QRMIAS: Eleventh Meeting

Quantitative Research Methods: Introduction to Applied Statistics

David Sichinava, Rati Shubladze
December 27, 2017

Eleventh Meeting

Today's plans

  • Uncertainty
    • Estimation
    • Hypothesis Testing

Estimation

  • Parameter and Estimator
  • Random Sample: We try to estimate unknown parameter of population

Estimation: Ideal case

  • Estimation error = \( \overline{X}_{n} - p \)
  • However, the true value of the population is never known. Thus, we try to calculate what will be the average magnitude of error.

Estimation: Ideal case

  • Suppose, we are conducting the same experiment (survey, observation etc). In that case, our estimation errors will be independent from each other. Hence, it is random variable

\( \mathbb{E}(\overline{X}_{n}) = \frac{1}{n}\sum \mathbb{E}(X_{i}) = \mathbb{E}(X) \)

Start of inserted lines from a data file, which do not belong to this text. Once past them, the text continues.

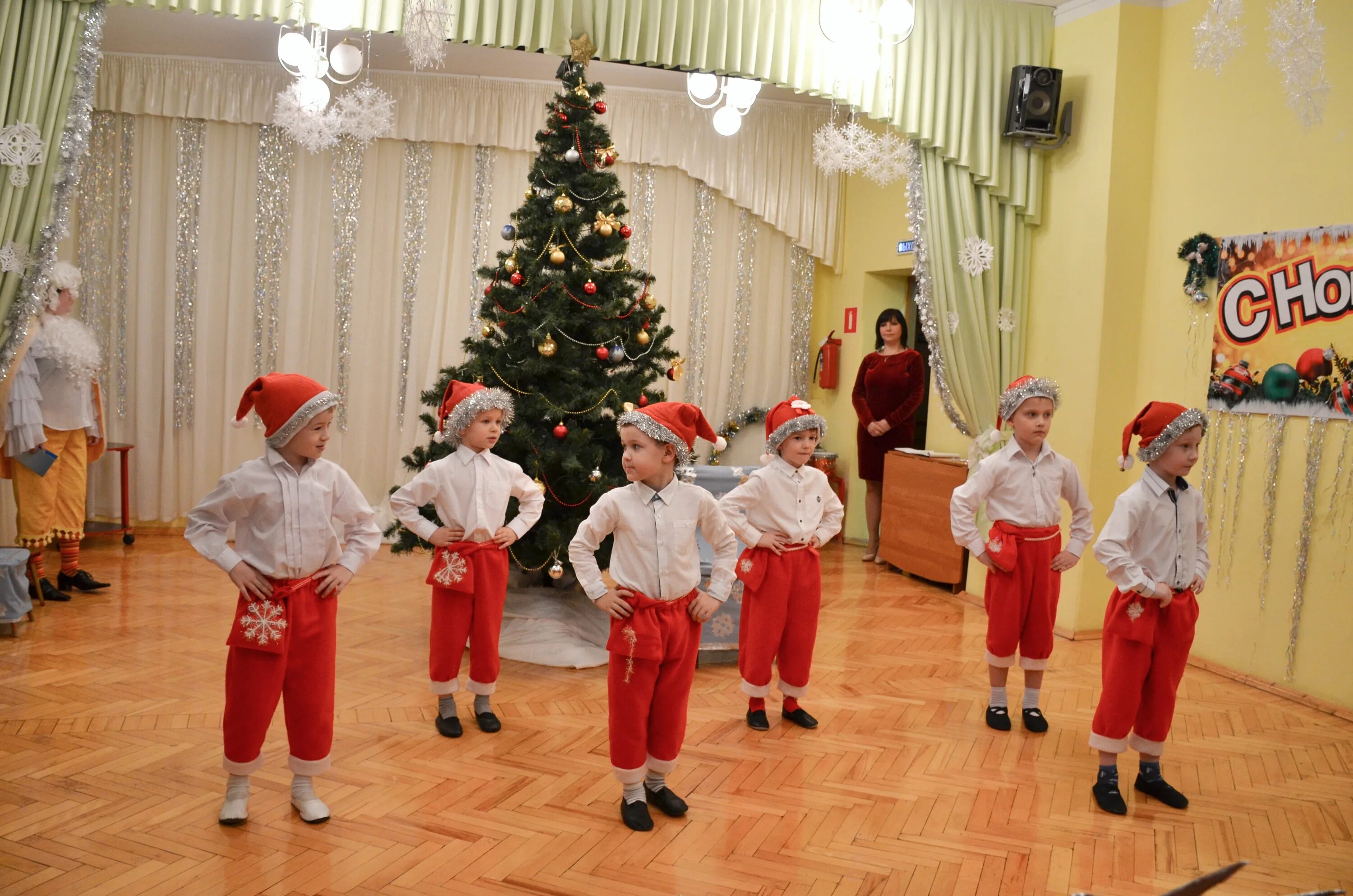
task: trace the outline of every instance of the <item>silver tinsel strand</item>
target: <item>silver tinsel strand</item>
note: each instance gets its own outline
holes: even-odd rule
[[[1292,590],[1292,629],[1287,636],[1287,679],[1292,681],[1296,665],[1296,635],[1302,627],[1302,605],[1306,602],[1306,574],[1311,560],[1311,529],[1315,524],[1315,485],[1321,478],[1321,455],[1325,452],[1326,417],[1310,418],[1306,432],[1306,483],[1302,490],[1302,528],[1296,535],[1296,585]]]
[[[695,219],[690,240],[690,314],[686,330],[686,401],[705,401],[705,334],[709,332],[709,267],[714,254],[714,191],[701,181],[695,185]]]
[[[276,125],[258,129],[254,206],[254,376],[277,369],[281,259],[291,230],[291,166],[296,143]]]
[[[733,299],[733,357],[728,374],[728,414],[743,409],[747,342],[752,328],[752,279],[756,276],[756,215],[737,210],[737,291]]]
[[[66,126],[61,131],[57,172],[51,181],[51,221],[39,231],[38,244],[32,248],[34,267],[20,283],[5,315],[8,337],[0,346],[0,382],[9,376],[19,346],[28,338],[28,329],[46,305],[47,271],[57,263],[57,244],[69,233],[70,199],[80,181],[80,160],[89,145],[93,84],[99,74],[99,45],[103,42],[107,7],[107,0],[96,0],[81,9],[84,32],[76,47],[74,87],[66,107]],[[41,180],[31,188],[41,189]]]
[[[196,405],[198,337],[198,211],[202,192],[202,154],[207,122],[180,118],[176,125],[179,161],[175,196],[179,222],[175,230],[173,277],[173,428],[192,425]]]
[[[935,322],[932,296],[935,283],[930,273],[930,250],[925,240],[925,183],[921,171],[921,148],[915,139],[908,141],[908,146],[911,149],[907,154],[907,223],[911,226],[912,237],[916,240],[916,249],[912,254],[912,282],[916,283],[916,315],[921,321],[921,332],[925,334],[925,341],[930,345],[931,371],[935,374],[935,391],[939,393],[940,403],[944,405],[944,414],[958,432],[971,439],[973,428],[958,413],[958,407],[954,406],[954,395],[948,390],[944,349],[940,344],[939,326]]]
[[[789,248],[790,322],[789,391],[808,398],[813,328],[813,256],[802,246]]]
[[[1287,434],[1287,414],[1269,414],[1268,466],[1264,468],[1264,571],[1260,574],[1260,609],[1268,602],[1268,574],[1273,564],[1273,517],[1277,516],[1277,471],[1283,460],[1283,436]]]
[[[418,299],[418,271],[422,267],[428,236],[428,183],[432,180],[432,143],[405,143],[405,254],[403,290],[399,317],[399,393],[395,417],[405,428],[409,403],[409,345],[414,334],[414,302]],[[478,227],[479,222],[475,222]],[[476,302],[478,307],[478,302]]]
[[[352,374],[352,283],[357,271],[357,212],[361,210],[361,168],[365,148],[344,135],[333,148],[334,194],[334,323],[338,330],[338,410],[334,421],[348,432],[348,380]]]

Estimation: Sample and Population mean experimental effect

  • Unbiased and consistent estimation

    • If expectation equals the parameter;
    • If it converges to the parameter as the sample size increases;
  • In randomized controlled trials, the average outcome difference between the treatment and control groups is an unbiased estimator of the sample average treatment effect (SATE).

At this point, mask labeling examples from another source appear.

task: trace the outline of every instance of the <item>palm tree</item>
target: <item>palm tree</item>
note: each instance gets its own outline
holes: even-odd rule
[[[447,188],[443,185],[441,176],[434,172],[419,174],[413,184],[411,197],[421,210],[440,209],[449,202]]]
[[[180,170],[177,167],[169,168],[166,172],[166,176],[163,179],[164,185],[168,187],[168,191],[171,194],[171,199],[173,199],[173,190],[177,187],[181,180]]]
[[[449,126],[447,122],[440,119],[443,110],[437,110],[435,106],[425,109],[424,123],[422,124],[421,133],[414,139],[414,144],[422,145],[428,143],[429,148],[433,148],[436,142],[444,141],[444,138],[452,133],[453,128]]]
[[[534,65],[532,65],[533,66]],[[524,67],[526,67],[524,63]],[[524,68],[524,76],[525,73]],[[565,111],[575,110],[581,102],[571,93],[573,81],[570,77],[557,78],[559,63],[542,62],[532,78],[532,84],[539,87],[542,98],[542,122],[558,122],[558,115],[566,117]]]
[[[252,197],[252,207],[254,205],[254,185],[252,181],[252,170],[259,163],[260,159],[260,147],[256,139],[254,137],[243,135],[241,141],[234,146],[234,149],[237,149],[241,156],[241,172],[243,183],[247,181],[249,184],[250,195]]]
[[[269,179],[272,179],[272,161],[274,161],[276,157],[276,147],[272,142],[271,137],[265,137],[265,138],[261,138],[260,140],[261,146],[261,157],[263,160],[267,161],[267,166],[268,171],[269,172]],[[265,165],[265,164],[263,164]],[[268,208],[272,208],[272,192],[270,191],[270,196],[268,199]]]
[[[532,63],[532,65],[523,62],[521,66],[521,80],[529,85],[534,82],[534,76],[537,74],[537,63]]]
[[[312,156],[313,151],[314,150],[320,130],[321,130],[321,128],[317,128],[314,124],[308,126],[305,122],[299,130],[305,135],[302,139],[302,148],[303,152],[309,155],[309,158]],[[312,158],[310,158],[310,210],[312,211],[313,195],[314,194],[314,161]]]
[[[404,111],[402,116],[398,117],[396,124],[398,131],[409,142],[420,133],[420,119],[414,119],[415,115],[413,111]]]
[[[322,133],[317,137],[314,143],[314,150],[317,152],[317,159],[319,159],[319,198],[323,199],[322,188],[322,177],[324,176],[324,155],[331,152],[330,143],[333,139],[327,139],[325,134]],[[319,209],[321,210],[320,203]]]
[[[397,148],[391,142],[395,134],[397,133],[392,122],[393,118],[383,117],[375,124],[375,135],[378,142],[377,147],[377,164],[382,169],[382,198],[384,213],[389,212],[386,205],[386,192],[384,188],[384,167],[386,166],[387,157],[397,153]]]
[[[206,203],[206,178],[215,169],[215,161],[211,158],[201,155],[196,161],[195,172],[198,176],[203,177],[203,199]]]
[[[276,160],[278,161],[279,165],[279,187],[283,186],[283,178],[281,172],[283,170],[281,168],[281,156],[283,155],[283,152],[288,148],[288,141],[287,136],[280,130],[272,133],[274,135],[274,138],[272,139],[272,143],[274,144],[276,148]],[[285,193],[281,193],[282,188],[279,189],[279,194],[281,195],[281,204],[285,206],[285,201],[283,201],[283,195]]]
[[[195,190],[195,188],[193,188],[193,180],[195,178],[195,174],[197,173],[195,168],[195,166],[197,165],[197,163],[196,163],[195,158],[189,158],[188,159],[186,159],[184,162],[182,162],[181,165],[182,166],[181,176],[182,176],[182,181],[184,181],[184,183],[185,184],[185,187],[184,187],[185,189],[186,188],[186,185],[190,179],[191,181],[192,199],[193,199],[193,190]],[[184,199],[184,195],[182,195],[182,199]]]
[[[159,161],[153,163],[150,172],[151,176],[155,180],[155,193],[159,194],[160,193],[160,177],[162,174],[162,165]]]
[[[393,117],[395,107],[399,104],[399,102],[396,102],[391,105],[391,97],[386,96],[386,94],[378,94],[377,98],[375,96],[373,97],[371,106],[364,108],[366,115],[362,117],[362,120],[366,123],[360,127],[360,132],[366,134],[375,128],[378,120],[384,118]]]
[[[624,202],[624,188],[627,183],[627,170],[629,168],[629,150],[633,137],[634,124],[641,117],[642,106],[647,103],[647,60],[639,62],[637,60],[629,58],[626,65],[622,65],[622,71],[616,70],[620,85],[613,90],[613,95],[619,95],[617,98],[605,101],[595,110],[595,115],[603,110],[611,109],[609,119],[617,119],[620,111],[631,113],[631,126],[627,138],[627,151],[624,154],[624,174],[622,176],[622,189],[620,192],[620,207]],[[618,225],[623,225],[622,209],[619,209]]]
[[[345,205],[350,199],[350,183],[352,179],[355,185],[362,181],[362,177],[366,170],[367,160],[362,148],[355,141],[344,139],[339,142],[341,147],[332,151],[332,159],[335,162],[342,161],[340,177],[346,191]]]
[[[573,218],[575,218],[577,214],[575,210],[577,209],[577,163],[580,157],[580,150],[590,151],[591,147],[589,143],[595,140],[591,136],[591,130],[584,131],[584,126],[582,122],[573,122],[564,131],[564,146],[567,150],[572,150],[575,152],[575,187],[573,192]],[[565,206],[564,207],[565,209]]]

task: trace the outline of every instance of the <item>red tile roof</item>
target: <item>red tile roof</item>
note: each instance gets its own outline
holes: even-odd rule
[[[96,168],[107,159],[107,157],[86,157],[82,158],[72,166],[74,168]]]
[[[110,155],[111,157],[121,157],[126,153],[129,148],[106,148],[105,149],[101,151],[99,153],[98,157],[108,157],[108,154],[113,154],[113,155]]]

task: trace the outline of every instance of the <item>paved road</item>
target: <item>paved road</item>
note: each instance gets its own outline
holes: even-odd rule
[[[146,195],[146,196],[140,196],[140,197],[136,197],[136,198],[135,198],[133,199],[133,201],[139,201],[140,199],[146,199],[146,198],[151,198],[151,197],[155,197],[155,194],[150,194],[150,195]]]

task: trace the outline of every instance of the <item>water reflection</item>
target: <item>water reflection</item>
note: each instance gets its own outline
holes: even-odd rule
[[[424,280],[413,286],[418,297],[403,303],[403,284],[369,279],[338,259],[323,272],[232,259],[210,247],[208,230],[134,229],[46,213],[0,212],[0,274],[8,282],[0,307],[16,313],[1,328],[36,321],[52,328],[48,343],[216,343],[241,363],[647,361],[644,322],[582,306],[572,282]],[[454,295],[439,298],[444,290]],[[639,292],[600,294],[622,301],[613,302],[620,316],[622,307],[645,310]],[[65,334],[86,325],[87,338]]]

  • The estimator is also unbiased and consistent for the population average treatment effect (PATE).

The standard error of the estimate

  • When an unbiased estimator with a large degree of variability is of little use in practice
  • In that case we should look at the standard error of the estimate

Confidence intervals

  • In order to study the properties of an estimator, we should consider characterizing the entire sampling distribution rather than its mean and standard deviation.
  • Here we need to utilize Theoretical Distribution. In many case we can use Central limit theorem and assume,that sampling distribution of the sample mean is approximately normally distributed:.
  • We can also apply yet another measure - Confidence interval

Confidence intervals

  • Confidence interval is a range, where, in beforehand excising probability we can observ the parameter that is interesting to us:
  • \( CI(\alpha) = [\overline{X}_{n}-z_{\alpha/2}*se; \overline{X}_{n}+z_{\alpha/2}*se; ] \)

Confidence intervals

n <- 1000 # Sample
x.bar <- 0.6 #  Point estimate
s.e. <- sqrt(x.bar * (1 - x.bar) / n) # Standard error
## 99% CI
c(x.bar - qnorm(0.995) * s.e., x.bar + qnorm(0.995) * s.e.)

## 95% CI
c(x.bar - qnorm(0.975) * s.e., x.bar + qnorm(0.975) * s.e.)
## 90% CI
c(x.bar - qnorm(0.95) * s.e., x.bar + qnorm(0.95) * s.e.)

Experiment analysis

STAR <- read.csv("STAR.csv", head = TRUE)
hist(STAR$g4reading[STAR$classtype == 1], freq = FALSE, xlim = c(500, 900),
ylim = c(0, 0.01), main = "Small class",
xlab = "Fourth-grade reading test score")
abline(v = mean(STAR$g4reading[STAR$classtype == 1], na.rm = TRUE),
col = "blue")
hist(STAR$g4reading[STAR$classtype == 2], freq = FALSE, xlim = c(500, 900),
ylim = c(0, 0.01), main = "Regular class",
xlab = "Fourth-grade reading test score")
abline(v = mean(STAR$g4reading[STAR$classtype == 2], na.rm = TRUE),
col = "blue")

Experiment analysis

n.small <-
sum(STAR$classtype == 1 & !is.na(STAR$g4reading))
est.small <- mean(STAR$g4reading[STAR$classtype == 1], na.rm = TRUE)
se.small <- sd(STAR$g4reading[STAR$classtype == 1], na.rm = TRUE) /
sqrt(n.small)
est.small
se.small
## estimate and standard error for regular class
n.regular <- sum(STAR$classtype == 2 & !is.na(STAR$classtype) &
!is.na(STAR$g4reading))

Experiment analysis

est.regular <- mean(STAR$g4reading[STAR$classtype == 2], na.rm = TRUE)
se.regular <- sd(STAR$g4reading[STAR$classtype == 2], na.rm = TRUE) /
sqrt(n.regular)
est.regular

Experiment analysis

alpha <- 0.05
## 95% confidence intervals for small class
ci.small <- c(est.small - qnorm(1 - alpha / 2) * se.small,
est.small + qnorm(1 - alpha / 2) * se.small)
ci.small
## [1] 719.6417 727.1406
## 95% confidence intervals for regular class
ci.regular <- c(est.regular - qnorm(1 - alpha / 2) * se.regular,
est.regular + qnorm(1 - alpha / 2) * se.regular)
ci.regular

Experiment analysis

ate.est <- est.small - est.regular
ate.se <- sqrt(se.small^2 + se.regular^2)
ate.ci <- c(ate.est - qnorm(1 - alpha / 2) * ate.se,
ate.est + qnorm(1 - alpha / 2) * ate.se)
ate.ci

Experiment analysis: Student T-Test distribution

c(est.small - qt(0.975, df = n.small - 1) * se.small,
est.small + qt(0.975, df = n.small - 1) * se.small)
ci.small
c(est.regular - qt(0.975, df = n.regular - 1) * se.regular,
est.regular + qt(0.975, df = n.regular - 1) * se.regular)
ci.regular

t.ci <- t.test(STAR$g4reading[STAR$classtype == 1],
STAR$g4reading[STAR$classtype == 2])
t.ci